The symbol $a^x$ can have several meanings:

• As the exponent: it is a function of $a$ and $x$ is an interger parameter. In this scenario, $a^x$ is understood as the result of multiplying $a$ by $x$ times if $x\geq 0$ i.e. $a^x = \prod_{i = 1}^{x}a$, or $\frac{1}{a^{-x}}$ when $x < 0$. Notable usage includes polynomials, the Taylor expansions,... This function only has an inverse for odd $x$ because for even $x$ we have $a^x = (-a)^x$. The inverse is known as the $x$-th root. For even $x$ one may choose the positive solution depending on the domain of $x$, known as the principal root. Notable usage includes Pythagorean theorems, length, norms, many physical quantities...
• As the power function: it is a function of $x$ and $a$ is a positive real parameter, known as the base. In this scenario, $a^x$ is either understood as either the rational power $a^{m/n} = \root n \of{a^m}$ where $x = m/n$ is a rational number, and $\root n \of{x}$ stands for the $n$-th principle root of $x$; or the limit $\displaystyle \lim_{r\rightarrow x} a^r$ where $r$ is rational. Notable usage includes the exponential function $e^x$, $p$-norm,... This function is reversible for all positive $a$ because $\forall x \neq 0 ,\forall a>0, a^x \neq 1$ therefore $\forall x,y, \forall a > 0, x\neq y \Rightarrow a^x \neq a^y$. The inverse is called the logarithm i.e. $x = \log_a y$ if $a > 0$ and $a^x = y$.
• As the exponentiation: in this case it is considered as a function of both of $a$ and $x$ and we try to combine the two functions above. However the domain of this function is complicated and can lead to disagreement, for example, on whether $0^0$ is defined. This function does not have an inverse.

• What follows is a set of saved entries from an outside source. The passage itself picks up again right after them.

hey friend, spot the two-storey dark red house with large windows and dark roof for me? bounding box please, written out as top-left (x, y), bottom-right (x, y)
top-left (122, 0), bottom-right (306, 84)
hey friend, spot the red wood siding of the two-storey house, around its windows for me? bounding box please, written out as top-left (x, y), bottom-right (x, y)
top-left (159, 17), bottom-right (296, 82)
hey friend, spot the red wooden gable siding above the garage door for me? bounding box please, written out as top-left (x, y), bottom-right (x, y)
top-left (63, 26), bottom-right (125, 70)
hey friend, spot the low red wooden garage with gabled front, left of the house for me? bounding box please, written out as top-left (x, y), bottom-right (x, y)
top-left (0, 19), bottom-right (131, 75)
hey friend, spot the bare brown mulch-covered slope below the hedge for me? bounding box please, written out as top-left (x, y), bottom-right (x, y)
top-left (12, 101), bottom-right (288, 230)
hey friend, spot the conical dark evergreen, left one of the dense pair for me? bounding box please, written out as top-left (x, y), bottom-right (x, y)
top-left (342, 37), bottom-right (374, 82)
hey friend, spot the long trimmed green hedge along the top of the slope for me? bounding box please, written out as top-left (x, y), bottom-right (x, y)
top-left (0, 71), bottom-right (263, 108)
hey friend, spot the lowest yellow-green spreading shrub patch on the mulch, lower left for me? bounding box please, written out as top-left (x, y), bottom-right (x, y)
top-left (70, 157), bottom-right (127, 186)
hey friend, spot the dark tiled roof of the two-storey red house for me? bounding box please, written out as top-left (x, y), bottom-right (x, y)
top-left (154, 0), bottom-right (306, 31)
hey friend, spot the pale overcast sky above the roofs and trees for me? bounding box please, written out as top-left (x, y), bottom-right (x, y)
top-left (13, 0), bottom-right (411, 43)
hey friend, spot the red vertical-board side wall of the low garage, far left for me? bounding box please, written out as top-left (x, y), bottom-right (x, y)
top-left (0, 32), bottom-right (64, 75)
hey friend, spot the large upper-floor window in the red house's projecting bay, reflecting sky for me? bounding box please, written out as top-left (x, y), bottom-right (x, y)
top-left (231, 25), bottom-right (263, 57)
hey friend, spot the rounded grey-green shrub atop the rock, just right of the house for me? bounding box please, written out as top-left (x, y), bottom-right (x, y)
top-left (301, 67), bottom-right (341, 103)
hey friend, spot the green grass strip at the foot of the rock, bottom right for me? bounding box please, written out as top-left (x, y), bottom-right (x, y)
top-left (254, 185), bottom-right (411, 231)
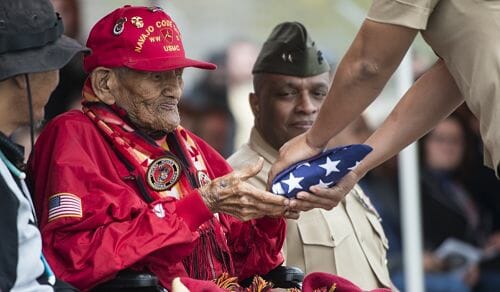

In the complex number field things are more complicated. Generally for a number $c$ and an integer $n$ there always exist $n$ distinct complex numbers $z$ such that $c = z^n$. Both the exponent and the exponentation are not bijective in any case because $x^n = (\zeta x)^n$ where $\zeta$ is an $n$-th primitive root of unity and $a^x = a^{x+i2\pi/\ln a}$ where $\ln a$ is the real natural logarithm of $a$. (using the extension of $e^x$ to $x\in \mathbb{C}$)

Answer 4

It really boils down to what function you are talking about.

If we are talking about (like you said) $f(x) = a^x$ then the inverse function, $f^{-1}(x)$, is equal to $\log_a(x)$. But, if we are talking $g(x) = x^a$, then the inverse of that, $g^{-1}(x)$, is equal to $x^{1/a} = \sqrt[a]{x}$. In other words, taking a root is absolutely an inverse function too.

Part of the point here is that $x^y$, when you think of it as a function of two variables, behaves very differently than $xy$. The product is commutative and associative, so it's not too sloppy to talk about "the inverse of multiplication". But the two functions that I called $f(x)$ and $g(x)$ above have very different properties.

And because of that, they have different names. $\exp(x) = e^x$ is called the exponential function, and its inverse is the natural logarithm. And exponentials in general are functions where the variable is in the exponent.

Meanwhile, when we talk about raising the variable to a fixed power, we call that a power function. Power functions aren't always invertible, but, when they are, the inverse is a root, just like you were thinking.

So the key mathematical part is that $x^y$ is different from $y^x$. That means that you get different functions when you plug a constant into one variable or the other, and that means that there is a terminological difference that can be confusing.